Tag Archives: data profiling
First off, let me get one thing off my chest. If you don’t pay close attention to your data, throughout the application consolidation or migration process, you are almost guaranteed delays and budget overruns. Data consolidation and migration is at least 30%-40% of the application go-live effort. We have learned this by helping customers deliver over 1500 projects of this type. What’s worse, if you are not super meticulous about your data, you can be assured to encounter unhappy business stakeholders at the end of this treacherous journey. The users of your new application expect all their business-critical data to be there at the end of the road. All the bells and whistles in your new application will matter naught if the data falls apart. Imagine if you will, students’ transcripts gone missing, or your frequent-flyer balance a 100,000 miles short! Need I say more? Now, you may already be guessing where I am going with this. That’s right, we are talking about the myths and realities related to your data! Let’s explore a few of these.
Myth #1: All my data is there.
Reality #1: It may be there… But can you get it? if you want to find, access and move out all the data from your legacy systems, you must have a good set of connectivity tools to easily and automatically find, access and extract the data from your source systems. You don’t want to hand-code this for each source. Ouch!

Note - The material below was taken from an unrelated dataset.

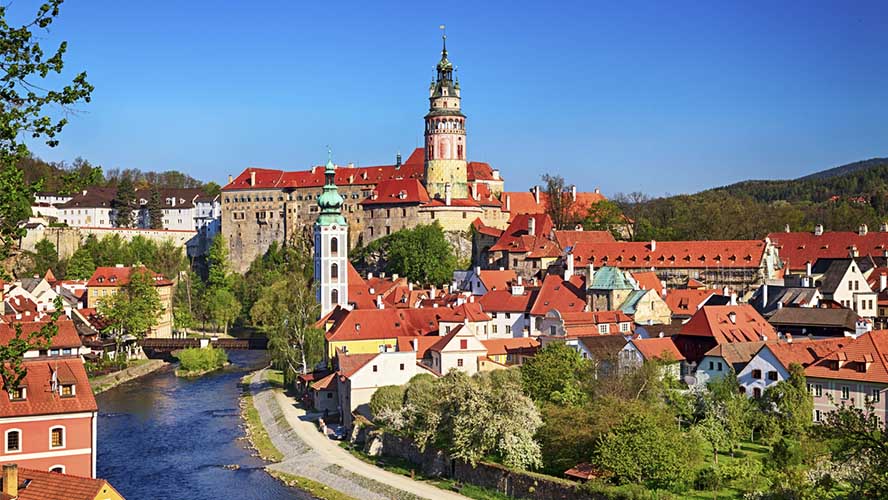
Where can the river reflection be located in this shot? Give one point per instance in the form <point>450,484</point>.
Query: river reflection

Myth #2: I can just move my data from point A to point B.
Reality #2: You can try that approach if you want. However you might not be happy with the results. Reality is that there can be significant gaps and format mismatches between the data in your legacy system and the data required by your new application. Additionally you will likely need to assemble data from disparate systems. You need sophisticated tools to profile, assemble and transform your legacy data so that it is purpose-fit for your new application.
Myth #3: All my data is clean.
Reality #3: It’s not. And here is a tip: better profile, scrub and cleanse your data before you migrate it. You don’t want to put a shiny new application on top of questionable data . In other words let’s get a fresh start on the data in your new application!
Myth #4: All my data will move over as expected
Reality #4: It will not. Any time you move and transform large sets of data, there is room for logical or operational errors and surprises. The best way to avoid this is to automatically validate that your data has moved over as intended.
Myth #5: It’s a one-time effort.
Reality #5: ‘Load and explode’ is formula for disaster. Our proven methodology recommends you first prototype your migration path and identify a small subset of the data to move over. Then test it, tweak your model, try it again and gradually expand. More importantly, your application architecture should not be a one-time effort. It is work in progress and really an ongoing journey. Regardless of where you are on this journey, we recommend paying close attention to managing your application’s data foundation.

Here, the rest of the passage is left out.